A Case for Less Lethal Force: When a firearm is overkill

A Case for Less Lethal Force:

When a firearm is overkill

Sheri McLatchy drew a gun on a customer of The Clothes Basket laundromat in Holly Springs, Mississippi. McLatchey worked there as an attendant, and moments earlier, she had been in a fight with an angry patron who had attacked her and dragged her to the ground in a nail-scratching, hair-pulling melee — all of it captured on video. Apparently, the patron became enraged when McLatchy admonished another customer for overloading the machines. We first told you about this case last summer.

McLatchy escaped the fight, called 911, and retrieved a pistol from her car. When the patron re-engaged in the parking lot, McLatchy raised her pistol against the unarmed attacker. Wisely, the attacker walked away and left the premises. McLatchy didn’t have to fire a single shot. A security camera captured the second encounter as well.

Thanks, in large part, to the surveillance video, police quickly recognized that McClatchy had been attacked and that she was defending herself when she pulled her firearm. No charges were filed. It was the best possible outcome for McLatchy in a situation where things could have easily gone terribly wrong.

Had the angry patron pressed the attack, McLatchy may have fired, and law enforcement would have scrutinized her decision to use disproportionate force on an unarmed attacker. She could have faced murder or manslaughter charges.
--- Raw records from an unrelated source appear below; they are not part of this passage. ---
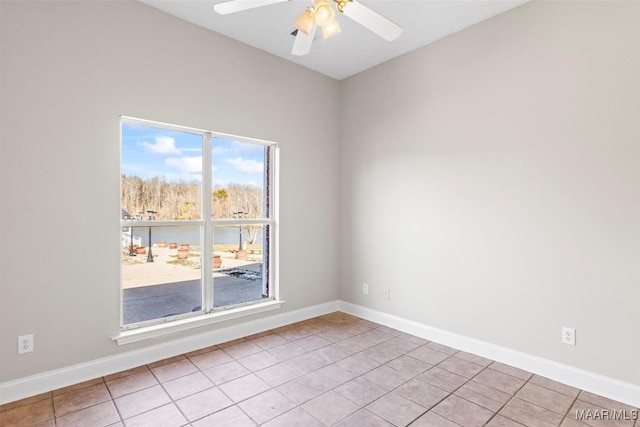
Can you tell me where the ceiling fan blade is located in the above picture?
[213,0,289,15]
[343,0,402,41]
[291,24,318,56]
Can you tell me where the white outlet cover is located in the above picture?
[18,334,33,354]
[562,327,576,345]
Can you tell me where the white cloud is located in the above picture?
[164,157,202,174]
[140,136,181,155]
[224,157,264,174]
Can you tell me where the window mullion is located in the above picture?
[200,132,213,311]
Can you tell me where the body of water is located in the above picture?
[122,227,264,246]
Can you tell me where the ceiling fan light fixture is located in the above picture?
[315,0,334,27]
[322,18,342,39]
[296,8,314,35]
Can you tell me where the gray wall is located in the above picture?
[340,1,640,384]
[0,1,339,382]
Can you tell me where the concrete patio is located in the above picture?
[122,247,263,325]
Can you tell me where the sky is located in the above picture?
[121,122,265,188]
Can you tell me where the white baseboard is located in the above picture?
[338,301,640,408]
[0,301,640,407]
[0,301,338,404]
Don West, criminal defense attorney and National Trial Counsel for CCW Safe, notes that, without the surveillance video, the angry patron could have claimed that McLatchey drew her pistol unprovoked, and in the eyes of the police, the story might have changed from self-defense to “That crazy lady pointed a gun at me.” In that case, McLatchey could have faced felony assault charges for brandishing a deadly weapon.

The lesson we drew from this case was that McLatchy took a big legal risk when she used her firearm to defend against an unarmed assailant. Don West says, “This is a good example of where, had there been some other kind of non-lethal weapon available, some sort of intermediate option, she clearly had the right to do that.”

Weapons instructor and CCW Safe contributor Steve Moses agrees, although he prefers the term “less lethal” to “non-lethal.” Steve reminds us that virtually all use of force, under certain circumstances, can result in death. It underscores the fact that, just because the attacker in McLatchy’s case wasn’t armed, it doesn’t mean she was incapable of causing great bodily harm or death. “Fists can be very, very dangerous,” Steve says.

McLatchy absolutely had the right to defend herself, and Steve says, “There’s a lot of good reasons that having something other than a handgun would have been good.” That “something other” could have been pepper spray, or OC. Steve’s a strong proponent of pepper spray, and in his CCW Safe article “Filling the Gap Between Too Little and Too Much Force,” he recommends concealed carriers should also consider carrying OC for responding to low-level force incidents.

Don West says that the legal liability of using OC spray is much lower than that of even displaying a firearm. “If you can safely use OC in virtually any situation where there’s a significant issue of the level of threat, it’s a better choice than going to the gun.”

“In the court system, you don’t bring a gun to a fistfight,” Don says. “Before you bring a gun into a confrontation with someone who’s unarmed, you better be able to say why you really believe that if you didn’t, you were going to be seriously hurt or killed. Not only do you have to be able to articulate it, the prosecutor and ultimately the jury has to accept it. That’s a high-risk legal maneuver.”

Don West notes that in virtually all circumstances, “pepper spray and its variations are not considered deadly force. Right there, you have a huge legal difference between the display and the use of a firearm versus the display and ultimate use of pepper spray.”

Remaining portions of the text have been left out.